Channel-Player Pairing:

  • A Channel can be paired with a Player. This pairing designates that the Channel controls the associated Player.
  • A single RemoteControl cannot be paired with the same Player on multiple channels.
  • However, different instances of RemoteControl can be paired with the same Player, once each.
  • The goal of this pairing is to locate a Player not by its ID (PlayerId) but through the RemoteControl-Channel pair.

Remote Control Details:

  • The RemoteControl is essentially a simple IoT device with an array of volume inputs.
  • It is unaware of the players and their IDs.
  • Each request from the client includes remoteControlId, channelPosition, eventType and value.
  • Using the pairing information, the application should identify the associated Player and update its state accordingly.

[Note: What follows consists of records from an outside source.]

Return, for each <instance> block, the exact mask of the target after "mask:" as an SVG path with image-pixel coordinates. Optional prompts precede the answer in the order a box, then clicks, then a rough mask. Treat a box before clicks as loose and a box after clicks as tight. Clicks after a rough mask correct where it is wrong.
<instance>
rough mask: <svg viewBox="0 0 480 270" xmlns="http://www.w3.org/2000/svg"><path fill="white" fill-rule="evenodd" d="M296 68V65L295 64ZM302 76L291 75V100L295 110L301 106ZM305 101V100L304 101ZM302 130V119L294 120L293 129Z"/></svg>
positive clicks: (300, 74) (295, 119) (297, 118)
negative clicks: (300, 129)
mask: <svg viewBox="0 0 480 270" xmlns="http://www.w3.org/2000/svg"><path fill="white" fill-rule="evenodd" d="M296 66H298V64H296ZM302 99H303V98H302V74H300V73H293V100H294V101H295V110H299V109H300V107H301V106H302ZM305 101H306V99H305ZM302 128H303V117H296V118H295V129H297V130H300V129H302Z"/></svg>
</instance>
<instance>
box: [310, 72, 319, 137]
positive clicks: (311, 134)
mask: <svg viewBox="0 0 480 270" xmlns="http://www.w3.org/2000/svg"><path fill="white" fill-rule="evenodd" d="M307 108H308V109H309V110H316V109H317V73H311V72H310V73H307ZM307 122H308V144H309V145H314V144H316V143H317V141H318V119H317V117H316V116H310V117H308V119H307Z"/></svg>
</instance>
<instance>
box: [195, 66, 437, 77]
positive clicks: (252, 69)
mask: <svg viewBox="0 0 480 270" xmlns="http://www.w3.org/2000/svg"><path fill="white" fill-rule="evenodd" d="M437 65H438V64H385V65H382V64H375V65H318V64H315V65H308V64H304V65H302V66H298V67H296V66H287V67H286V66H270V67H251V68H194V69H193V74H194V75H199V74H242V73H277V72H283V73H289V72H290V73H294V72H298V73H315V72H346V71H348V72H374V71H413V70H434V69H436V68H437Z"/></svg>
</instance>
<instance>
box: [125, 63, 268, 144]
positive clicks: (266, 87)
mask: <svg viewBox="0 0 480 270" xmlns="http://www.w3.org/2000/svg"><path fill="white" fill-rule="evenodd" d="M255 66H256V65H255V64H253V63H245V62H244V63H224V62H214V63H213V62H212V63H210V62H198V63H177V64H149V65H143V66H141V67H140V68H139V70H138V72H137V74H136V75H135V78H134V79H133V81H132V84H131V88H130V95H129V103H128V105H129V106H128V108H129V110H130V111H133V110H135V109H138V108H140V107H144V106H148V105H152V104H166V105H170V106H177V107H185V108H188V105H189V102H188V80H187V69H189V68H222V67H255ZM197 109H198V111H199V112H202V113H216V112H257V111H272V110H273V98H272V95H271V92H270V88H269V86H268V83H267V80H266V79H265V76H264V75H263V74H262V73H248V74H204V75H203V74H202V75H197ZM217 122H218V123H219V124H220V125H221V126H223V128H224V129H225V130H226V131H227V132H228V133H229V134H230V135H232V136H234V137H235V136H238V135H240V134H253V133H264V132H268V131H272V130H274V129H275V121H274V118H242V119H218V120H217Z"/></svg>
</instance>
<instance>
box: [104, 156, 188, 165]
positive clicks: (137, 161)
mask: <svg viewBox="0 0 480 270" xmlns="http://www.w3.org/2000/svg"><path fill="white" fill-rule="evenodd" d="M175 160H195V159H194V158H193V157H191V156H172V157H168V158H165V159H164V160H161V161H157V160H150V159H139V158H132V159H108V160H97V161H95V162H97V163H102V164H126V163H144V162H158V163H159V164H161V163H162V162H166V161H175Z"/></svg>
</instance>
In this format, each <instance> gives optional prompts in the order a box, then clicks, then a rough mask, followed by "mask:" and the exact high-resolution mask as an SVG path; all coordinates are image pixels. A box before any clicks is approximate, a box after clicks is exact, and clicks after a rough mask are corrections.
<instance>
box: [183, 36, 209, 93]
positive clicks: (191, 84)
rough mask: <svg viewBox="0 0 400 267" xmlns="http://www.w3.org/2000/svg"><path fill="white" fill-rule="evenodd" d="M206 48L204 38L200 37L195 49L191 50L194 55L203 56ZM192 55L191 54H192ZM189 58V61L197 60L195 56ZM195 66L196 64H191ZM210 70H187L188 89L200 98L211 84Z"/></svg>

This is what I came up by now: The following entities with the intention of defining Player, RemoteControl, and HouseHold as roots.

Player:

  • id
  • houseHoldId
  • name
  • volume

RemoteControl:

  • id
  • channelsCount / listOfChannels

HouseHold:

  • id
  • Map<PairdChannel,String> map/List pairs

PairedChannel: (V/O)

  • remoteControlId
  • channelPosition

Pair:

  • id
  • playerId
  • pairedChannel

And the relevant use-cases in app services might be:

HouseHoldAppService:

function pair(houseHoldId, remoteId, channelPosition, playerId) {
    houseHold = repo.getById(houseHoldId)
    if (!houseHold) throw...
    remote = remoteService.getById(remoteId);
    if (!remote) throw 
    player = playerService.getById(playerId);
    if (!player) throw 
    pairedChannel = new PairedChannel(remote.id, channelPosition);
    pair = Pair.create(pairedChannel, player.id);
    houseHold.add(pair);
    houseHoldRepo.add(houseHold);
}

RemoteControlService:

function changeVolume(remoteId, channelPosition, value) {
    pair = houseHoldService.findPair(remoteId, channelPosition);
    if (!pair) throw
    playerAppService.changeVolume(pair.playerId, value);
}

PlayerAppService:

function changeVolume(playerId, value) {
    player = repo.getById(playerId)
    if (!player) throw
    if (!player.changeVolume(value)) return
    repo.store(player)
    dispatch(player.dequeue())
}

An high-level flow of the app:

  1. Dedicated driver emit new event when speaker is found (with speaker data + houseHoldId)
  2. PlayerAppService catches this event, and create new Player domain object.
  3. HouseHoldAppService catches the PlayerCreatedEvent, and if the HouseHold is not exists - it creates it.
  4. Another dedicated driver emits event when Remote control is connected.
  5. RemoteControlAppService catches this event, and create new RemoteControl domain object
  6. The user pair Channel to Player by using API such: url: /household/:id/pair/ body: { remoteId, channelPosition, playerId }
  7. The Remote can change the volume of the paired Player using API such: url: /remotecontrol/:id/channel/:channel/changeVolume/:volume
  8. The dedicated speaker driver can always emit events to change the volume of the Player by it's id. For example: event: changeVolume, data: { playerId, volume }

I'm seeking advice and/or feedback on how to structure these relationships and implement the pairing mechanism effectively within the context of Domain-Driven Design. Any insights, advice, or code examples related to aggregate design would be appreciated.